Colder dough leopards more? I thought longer room temp did this, is there an explanation why colder causes more leoparding?

I'm sure there is but there is some disagreement on what it is. However, there isn't any disagreement I know of cold dough leopards more. It doesn't have to be cold all the way through either. Just 20-30 minutes in the freezer can make a noticeable difference.   

To be clear, I'm not suggesting this. I don't think it's a good thing to do if pizza quality is your goal. If you just want stark leoparding because it looks good, that one thing. If you want great pizza you should be doing things to make great pizza not stark leoparding. In my experience, the best Neapolitan pizzas don't have a lot of leoparding, and the leoparding they have is not the high contrast type - rather is a much more gentle spotting on even browning.

Quote
Also is there a difference between a 2 day bulk 1 day ball vs a 1 day bulk and 2 day ball?

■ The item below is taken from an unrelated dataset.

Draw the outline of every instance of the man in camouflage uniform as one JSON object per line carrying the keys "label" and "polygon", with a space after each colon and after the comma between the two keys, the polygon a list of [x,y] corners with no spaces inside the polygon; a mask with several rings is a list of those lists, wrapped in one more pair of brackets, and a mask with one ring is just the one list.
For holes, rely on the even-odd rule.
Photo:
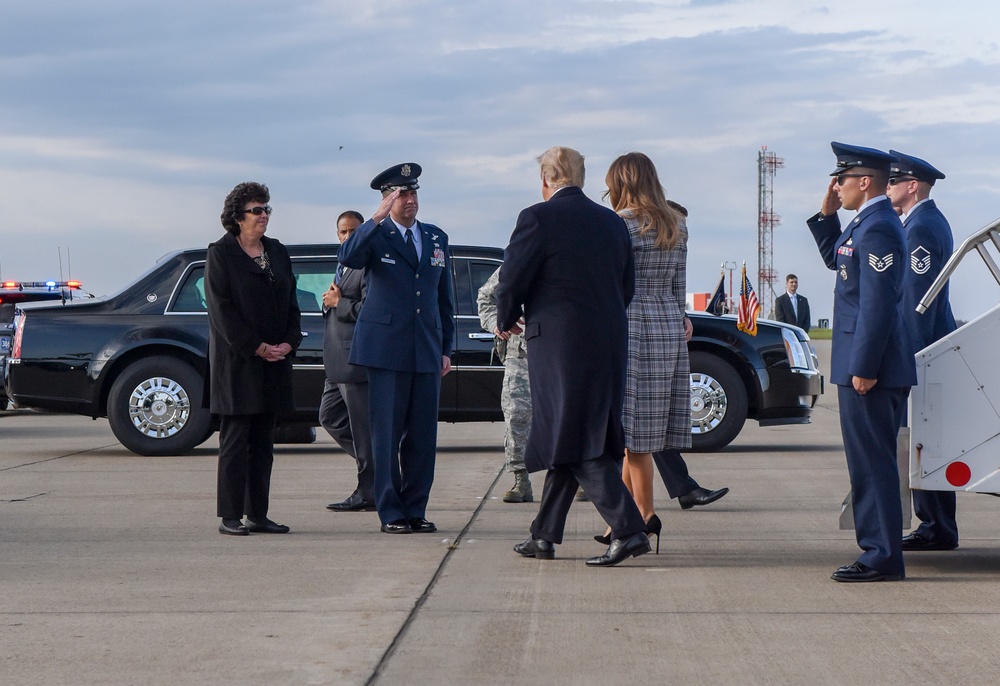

Mostly in how easily the ball opens. THe longer in balls, the more relaxed the dough gets. 2 days in balls can be so relaxed that it hard to open without getting thin spots. However if you plan to use cold dough, 2 days in balls may be better to help offset the tightening effect the cold has.
"We make great pizza, with sourdough when we can, commercial yeast when we must, but always great pizza."